L’homme du jour s’appelle Emile BIDAULT.

Militant et propagandiste anarchiste français.
Il est né le 29 mai 1869 à Palaiseau (région parisienne) et mort un 28 janvier. Animateur, en 1886, avec Joseph Tortelier (billet du 1er décembre 09) et d’autres, de la « Ligue des Antipatriotes », qui avait pour but de lutter contre le militarisme, la guerre qui en découle et son corollaire, le patriotisme. D’abord mécanicien, il sera ensuite gérant de magasin à Yvetot. Lorsque la guerre éclate, fidèle à ses convictions antimilitaristes et pacifistes, il soutient la position de
Sébastien Faure (billet du 06 janvier). En 1916, en sursis de mobilisation il travaille à la fabrication de moteurs d’aéroplanes à Billancourt. Après la guerre il tente, en 1919, de créer une bibliothèque mobile et gratuite. Il prend part à l’administration du « Libertaire » et de la « Librairie sociale » qui en dépendait. En 1922, il est trésorier du « Comité de Défenses Sociale ». Il va dès lors faire oeuvre de propagandiste et de vulgarisateur des idées libertaire avec la publication de la « Brochure Mensuelle ». Il sera ensuite, en 1934 et 1935, le gérant du journal « La Conquête du pain ».
Il meurt ce 28 janvier 1938 et sera incinéré au cimetière du Père-Lachaise à Paris. (la photo est celle de sa revue « la brochure mensuelle)

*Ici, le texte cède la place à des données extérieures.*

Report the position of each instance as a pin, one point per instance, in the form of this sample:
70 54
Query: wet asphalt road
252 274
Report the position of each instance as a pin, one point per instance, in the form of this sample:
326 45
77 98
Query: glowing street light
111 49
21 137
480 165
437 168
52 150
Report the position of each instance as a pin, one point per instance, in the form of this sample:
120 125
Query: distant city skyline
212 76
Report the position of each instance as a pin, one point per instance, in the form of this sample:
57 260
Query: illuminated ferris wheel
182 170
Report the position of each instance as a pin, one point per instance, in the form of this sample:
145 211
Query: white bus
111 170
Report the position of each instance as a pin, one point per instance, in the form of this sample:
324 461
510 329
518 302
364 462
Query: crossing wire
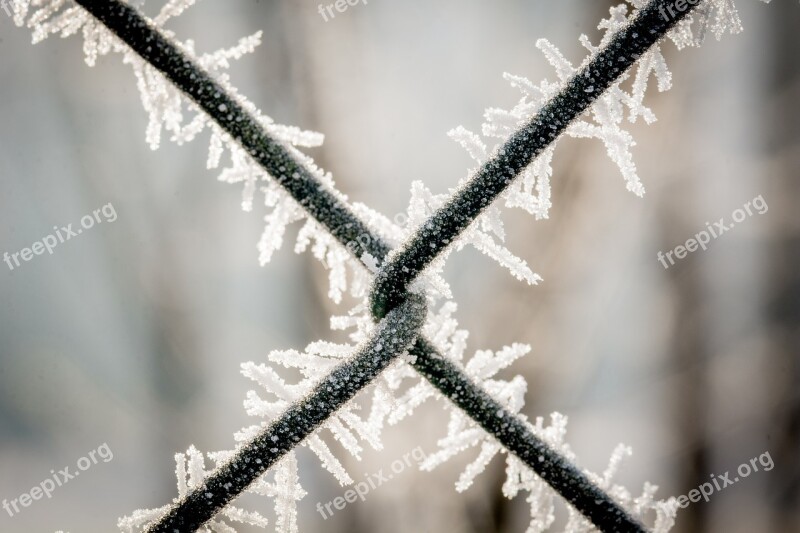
398 312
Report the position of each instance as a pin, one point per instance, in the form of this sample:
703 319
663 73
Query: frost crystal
190 471
393 398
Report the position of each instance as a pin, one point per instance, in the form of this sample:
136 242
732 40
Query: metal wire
389 298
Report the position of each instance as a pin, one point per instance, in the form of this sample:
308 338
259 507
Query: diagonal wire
390 288
393 336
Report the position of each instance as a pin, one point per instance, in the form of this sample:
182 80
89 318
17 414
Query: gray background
132 333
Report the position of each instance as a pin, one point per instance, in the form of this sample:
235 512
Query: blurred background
132 333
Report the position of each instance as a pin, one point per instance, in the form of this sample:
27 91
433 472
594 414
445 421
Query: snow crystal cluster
400 390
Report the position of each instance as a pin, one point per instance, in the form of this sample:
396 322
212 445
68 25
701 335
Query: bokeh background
132 334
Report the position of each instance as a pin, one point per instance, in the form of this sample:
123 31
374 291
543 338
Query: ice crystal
190 470
393 398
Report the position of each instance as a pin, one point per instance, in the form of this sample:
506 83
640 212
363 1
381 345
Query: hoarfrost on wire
353 425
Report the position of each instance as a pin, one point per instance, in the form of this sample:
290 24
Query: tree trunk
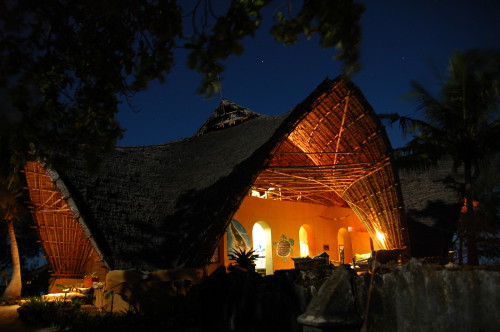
13 289
470 226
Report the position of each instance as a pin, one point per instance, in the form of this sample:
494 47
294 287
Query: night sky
402 41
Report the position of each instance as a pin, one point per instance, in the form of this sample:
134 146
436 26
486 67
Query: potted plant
89 279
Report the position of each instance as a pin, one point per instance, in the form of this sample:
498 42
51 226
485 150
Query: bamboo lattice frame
331 150
67 247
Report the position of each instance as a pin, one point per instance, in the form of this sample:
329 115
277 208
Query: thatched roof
167 206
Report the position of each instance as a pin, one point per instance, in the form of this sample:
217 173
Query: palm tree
463 124
9 211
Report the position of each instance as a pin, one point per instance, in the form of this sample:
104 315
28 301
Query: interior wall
285 219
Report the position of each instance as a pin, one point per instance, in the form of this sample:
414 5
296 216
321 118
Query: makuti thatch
167 206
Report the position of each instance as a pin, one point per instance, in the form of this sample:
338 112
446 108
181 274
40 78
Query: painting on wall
237 237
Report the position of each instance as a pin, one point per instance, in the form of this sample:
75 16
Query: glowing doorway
261 235
307 241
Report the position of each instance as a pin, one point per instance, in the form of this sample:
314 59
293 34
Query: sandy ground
9 321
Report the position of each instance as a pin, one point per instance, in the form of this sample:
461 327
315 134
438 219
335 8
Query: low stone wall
412 297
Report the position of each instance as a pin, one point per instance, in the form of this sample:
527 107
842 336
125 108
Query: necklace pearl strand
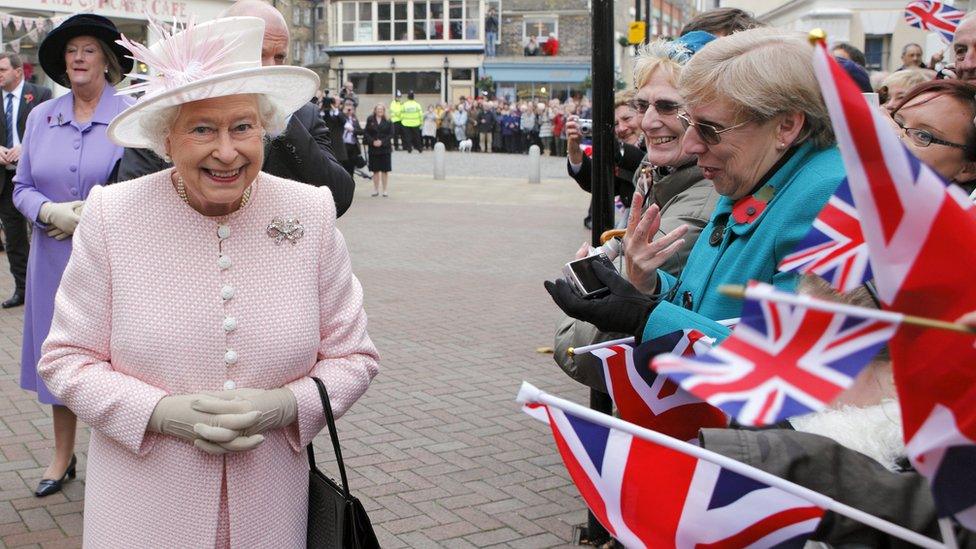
181 191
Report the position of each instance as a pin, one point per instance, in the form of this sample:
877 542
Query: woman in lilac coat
65 154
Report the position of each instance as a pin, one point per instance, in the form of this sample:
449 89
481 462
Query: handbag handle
333 434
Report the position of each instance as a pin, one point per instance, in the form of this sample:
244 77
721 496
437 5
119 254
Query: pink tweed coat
158 299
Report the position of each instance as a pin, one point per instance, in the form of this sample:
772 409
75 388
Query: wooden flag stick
742 292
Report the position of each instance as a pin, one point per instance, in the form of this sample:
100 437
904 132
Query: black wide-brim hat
51 52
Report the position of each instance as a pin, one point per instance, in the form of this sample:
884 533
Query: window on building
876 51
539 27
428 19
495 5
389 20
392 20
463 20
419 82
372 83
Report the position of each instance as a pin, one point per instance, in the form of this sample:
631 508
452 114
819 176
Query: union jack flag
780 361
919 232
689 503
934 16
652 401
834 248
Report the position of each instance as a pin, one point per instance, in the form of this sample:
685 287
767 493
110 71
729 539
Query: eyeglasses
662 106
924 138
708 133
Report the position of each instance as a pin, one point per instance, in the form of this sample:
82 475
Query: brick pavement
439 452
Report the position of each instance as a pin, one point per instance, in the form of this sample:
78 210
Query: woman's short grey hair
158 124
763 73
667 55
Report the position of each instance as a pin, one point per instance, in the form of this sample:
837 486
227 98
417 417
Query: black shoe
15 300
47 486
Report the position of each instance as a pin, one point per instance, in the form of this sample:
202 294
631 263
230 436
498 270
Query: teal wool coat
744 241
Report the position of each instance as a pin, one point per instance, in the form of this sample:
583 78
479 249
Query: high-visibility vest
412 115
396 107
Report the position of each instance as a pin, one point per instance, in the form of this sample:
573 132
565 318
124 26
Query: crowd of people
727 158
197 381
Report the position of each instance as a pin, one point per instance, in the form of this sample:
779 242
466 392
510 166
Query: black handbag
335 517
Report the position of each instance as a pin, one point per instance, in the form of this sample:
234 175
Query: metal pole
601 74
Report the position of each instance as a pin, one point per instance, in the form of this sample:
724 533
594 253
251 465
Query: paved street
439 452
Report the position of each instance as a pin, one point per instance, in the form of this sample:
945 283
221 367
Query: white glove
216 433
60 214
278 407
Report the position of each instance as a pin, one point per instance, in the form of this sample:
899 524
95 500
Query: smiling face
938 115
626 124
663 134
912 57
217 147
9 76
736 164
84 60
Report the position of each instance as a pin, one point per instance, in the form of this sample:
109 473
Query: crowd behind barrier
727 156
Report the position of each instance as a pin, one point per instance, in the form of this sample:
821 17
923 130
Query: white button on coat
227 292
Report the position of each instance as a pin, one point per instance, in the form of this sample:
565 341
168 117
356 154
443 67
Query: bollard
535 165
439 161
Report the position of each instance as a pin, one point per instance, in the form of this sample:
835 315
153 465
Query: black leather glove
624 310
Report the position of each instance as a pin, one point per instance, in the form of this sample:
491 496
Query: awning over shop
533 72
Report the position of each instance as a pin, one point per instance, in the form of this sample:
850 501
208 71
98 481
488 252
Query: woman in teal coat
755 119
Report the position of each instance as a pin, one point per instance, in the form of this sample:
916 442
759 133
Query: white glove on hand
278 407
60 214
216 432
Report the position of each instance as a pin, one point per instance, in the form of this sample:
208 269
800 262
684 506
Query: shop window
372 83
495 5
392 20
428 19
419 82
539 27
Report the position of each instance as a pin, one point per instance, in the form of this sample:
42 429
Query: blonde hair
667 55
622 98
762 72
908 78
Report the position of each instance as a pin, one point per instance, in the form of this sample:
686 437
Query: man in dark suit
19 98
303 152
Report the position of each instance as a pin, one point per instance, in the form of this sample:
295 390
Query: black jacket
303 152
38 95
382 131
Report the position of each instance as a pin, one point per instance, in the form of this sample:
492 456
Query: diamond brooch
285 229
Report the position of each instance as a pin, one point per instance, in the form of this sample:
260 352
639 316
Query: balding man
302 152
964 49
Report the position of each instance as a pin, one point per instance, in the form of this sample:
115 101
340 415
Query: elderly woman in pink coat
198 304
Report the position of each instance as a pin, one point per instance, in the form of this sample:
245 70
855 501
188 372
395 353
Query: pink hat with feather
194 62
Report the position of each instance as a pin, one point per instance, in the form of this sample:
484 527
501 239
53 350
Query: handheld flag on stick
652 401
698 499
934 16
919 233
781 360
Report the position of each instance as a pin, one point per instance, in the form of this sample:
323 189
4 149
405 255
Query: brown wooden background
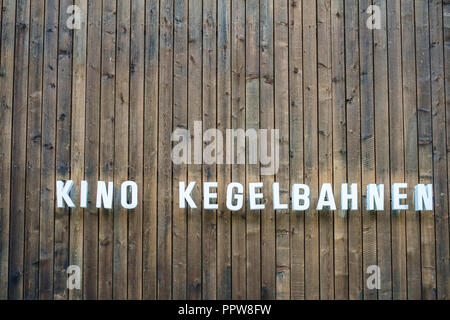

Au cours de mes modestes recherches pour alimenter ma galerie de portraits, je suis tombé sur cette définition et je ne résiste pas au plaisir de vous la soumettre quelques semaines avant des élections régionales: « Parlement: Mot étrange constitué à partir de deux verbes, parler et mentir… » A bon entendeur…

Allez, merci encore de votre visite, portez vous bien et à demain peut-être.